XClose

UCL Earth Sciences

Home
Menu

Weibin Chen

"Leveraging and creating systematic and responsible AI and statistical techniques on sea-ice analysis”

PhD project title:

Integrated Approach to Summer Sea Ice Analysis and Uncertainty Estimation through AI and Advanced Statistical Techniques


  
Weibin Chen
Project description:

Understanding summer sea ice and its inherent uncertainty as currently monitored by satellites is crucial for climate change research. Traditional methods pioneered at UCL and CPOM in the field of radar altimetry have been successfully implemented to retrieve the sea ice thickness but face limitations (especially over melted sea ice surfaces in the summer) that necessitate innovative solutions. The integration of Artificial Intelligence (AI) and advanced statistical techniques is a groundbreaking approach that is bound to become prominent in the design of future satellite missions. AI’s ability to process vast datasets and identify complex patterns offers nuanced insights into sea ice evolution and enhances the adaptability and accuracy of analysis.

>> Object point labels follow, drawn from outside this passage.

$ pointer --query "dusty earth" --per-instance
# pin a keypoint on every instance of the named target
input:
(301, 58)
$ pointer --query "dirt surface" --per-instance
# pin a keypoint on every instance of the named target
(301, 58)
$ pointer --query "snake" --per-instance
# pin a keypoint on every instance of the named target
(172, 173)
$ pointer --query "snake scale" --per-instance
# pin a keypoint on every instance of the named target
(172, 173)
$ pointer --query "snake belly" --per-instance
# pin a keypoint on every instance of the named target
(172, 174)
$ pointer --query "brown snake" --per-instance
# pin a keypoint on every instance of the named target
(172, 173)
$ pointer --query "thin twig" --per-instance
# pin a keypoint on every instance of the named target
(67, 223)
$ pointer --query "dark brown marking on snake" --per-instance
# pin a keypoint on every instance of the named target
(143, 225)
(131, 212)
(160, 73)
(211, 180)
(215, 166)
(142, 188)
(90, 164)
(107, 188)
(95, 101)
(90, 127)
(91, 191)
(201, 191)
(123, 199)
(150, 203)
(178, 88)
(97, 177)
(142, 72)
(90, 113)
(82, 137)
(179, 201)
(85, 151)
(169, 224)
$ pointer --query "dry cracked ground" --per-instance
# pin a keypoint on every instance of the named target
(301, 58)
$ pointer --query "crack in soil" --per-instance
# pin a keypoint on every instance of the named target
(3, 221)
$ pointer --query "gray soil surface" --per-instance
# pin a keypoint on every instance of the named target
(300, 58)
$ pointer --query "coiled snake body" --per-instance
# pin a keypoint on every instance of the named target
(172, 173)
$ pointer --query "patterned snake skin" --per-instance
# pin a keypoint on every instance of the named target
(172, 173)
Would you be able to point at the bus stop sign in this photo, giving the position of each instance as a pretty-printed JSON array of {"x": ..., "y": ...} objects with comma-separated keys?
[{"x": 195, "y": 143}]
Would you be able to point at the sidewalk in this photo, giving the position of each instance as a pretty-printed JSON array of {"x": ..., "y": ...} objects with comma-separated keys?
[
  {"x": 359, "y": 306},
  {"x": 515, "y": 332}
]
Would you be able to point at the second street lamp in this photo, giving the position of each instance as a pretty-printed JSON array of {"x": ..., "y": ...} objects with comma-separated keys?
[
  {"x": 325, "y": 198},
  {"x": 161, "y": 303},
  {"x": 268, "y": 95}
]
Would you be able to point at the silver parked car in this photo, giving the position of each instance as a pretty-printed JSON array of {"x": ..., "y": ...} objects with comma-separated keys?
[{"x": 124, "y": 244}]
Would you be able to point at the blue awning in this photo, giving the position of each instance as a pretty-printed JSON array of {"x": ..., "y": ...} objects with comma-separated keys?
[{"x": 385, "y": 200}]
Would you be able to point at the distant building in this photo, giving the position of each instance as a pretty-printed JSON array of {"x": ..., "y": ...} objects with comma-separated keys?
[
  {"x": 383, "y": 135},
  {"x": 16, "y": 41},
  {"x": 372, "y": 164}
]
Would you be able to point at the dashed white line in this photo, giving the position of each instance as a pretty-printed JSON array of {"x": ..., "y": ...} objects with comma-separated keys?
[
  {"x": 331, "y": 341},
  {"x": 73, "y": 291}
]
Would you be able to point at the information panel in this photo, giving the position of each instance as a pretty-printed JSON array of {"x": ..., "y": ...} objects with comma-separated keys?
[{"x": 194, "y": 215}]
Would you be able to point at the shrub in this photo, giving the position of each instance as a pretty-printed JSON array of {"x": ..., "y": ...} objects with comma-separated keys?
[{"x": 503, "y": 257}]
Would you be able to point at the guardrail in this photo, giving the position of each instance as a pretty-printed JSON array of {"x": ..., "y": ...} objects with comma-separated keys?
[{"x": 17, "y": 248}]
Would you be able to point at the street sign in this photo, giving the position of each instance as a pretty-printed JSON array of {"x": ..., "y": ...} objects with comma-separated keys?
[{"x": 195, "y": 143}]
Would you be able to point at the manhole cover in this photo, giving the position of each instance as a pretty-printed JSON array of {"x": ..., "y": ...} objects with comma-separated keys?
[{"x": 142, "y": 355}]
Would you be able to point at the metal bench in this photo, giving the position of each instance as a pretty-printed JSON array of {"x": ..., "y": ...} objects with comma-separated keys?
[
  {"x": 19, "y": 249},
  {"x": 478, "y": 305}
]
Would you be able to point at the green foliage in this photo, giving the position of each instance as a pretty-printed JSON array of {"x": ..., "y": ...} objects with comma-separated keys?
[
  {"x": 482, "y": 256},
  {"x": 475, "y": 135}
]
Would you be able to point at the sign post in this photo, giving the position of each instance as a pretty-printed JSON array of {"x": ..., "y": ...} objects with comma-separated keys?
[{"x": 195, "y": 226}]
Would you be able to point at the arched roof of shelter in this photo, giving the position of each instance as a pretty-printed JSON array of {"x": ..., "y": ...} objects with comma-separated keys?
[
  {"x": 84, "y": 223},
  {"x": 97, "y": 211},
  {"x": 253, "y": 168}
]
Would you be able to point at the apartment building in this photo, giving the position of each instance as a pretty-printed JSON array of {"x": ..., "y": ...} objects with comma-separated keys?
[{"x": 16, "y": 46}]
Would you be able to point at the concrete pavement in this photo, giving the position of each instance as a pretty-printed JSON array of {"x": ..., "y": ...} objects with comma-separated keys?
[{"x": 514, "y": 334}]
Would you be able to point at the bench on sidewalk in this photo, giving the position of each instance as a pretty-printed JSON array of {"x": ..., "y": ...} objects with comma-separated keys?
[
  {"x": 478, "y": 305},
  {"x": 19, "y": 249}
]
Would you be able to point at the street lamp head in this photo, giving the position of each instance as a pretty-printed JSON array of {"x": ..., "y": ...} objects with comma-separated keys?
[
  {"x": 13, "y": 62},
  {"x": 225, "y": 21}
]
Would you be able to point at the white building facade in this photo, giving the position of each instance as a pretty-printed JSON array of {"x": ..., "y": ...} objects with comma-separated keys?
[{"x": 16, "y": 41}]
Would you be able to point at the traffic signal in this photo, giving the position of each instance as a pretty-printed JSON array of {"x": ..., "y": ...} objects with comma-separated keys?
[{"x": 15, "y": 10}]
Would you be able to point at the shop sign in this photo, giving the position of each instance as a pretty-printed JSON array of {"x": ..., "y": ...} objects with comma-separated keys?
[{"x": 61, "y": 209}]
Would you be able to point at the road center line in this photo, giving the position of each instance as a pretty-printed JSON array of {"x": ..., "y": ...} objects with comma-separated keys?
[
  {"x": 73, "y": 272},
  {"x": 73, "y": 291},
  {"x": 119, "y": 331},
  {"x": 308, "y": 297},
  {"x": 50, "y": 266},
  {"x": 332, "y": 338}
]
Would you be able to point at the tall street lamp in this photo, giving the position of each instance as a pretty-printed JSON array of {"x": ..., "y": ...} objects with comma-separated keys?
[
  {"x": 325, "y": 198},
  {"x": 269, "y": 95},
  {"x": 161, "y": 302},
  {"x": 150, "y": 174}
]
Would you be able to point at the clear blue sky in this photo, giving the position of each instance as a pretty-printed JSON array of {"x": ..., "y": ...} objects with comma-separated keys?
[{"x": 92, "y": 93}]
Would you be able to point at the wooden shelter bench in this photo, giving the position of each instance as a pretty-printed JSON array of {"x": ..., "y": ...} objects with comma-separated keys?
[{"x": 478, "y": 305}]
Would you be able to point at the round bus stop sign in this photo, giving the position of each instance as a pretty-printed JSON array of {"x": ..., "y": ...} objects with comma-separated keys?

My research project aims to develop an integrated approach, amalgamating AI and statistical methods, to advance summer sea ice analysis and reduce associated uncertainties. My work is partly funded and comes in support of the future polar Copernicus altimetry mission CRISTAL (CLEV2ER ESA project). The exploration of synergies between various AI models and statistical frameworks is pivotal for optimising remote sensing processing algorithms which makes them also more robust and adaptable to diverse climate change scenarios. The insights gained will contribute to developing better polar sea ice products, informed climate change strategies, ultimately marking a significant advancement in the field.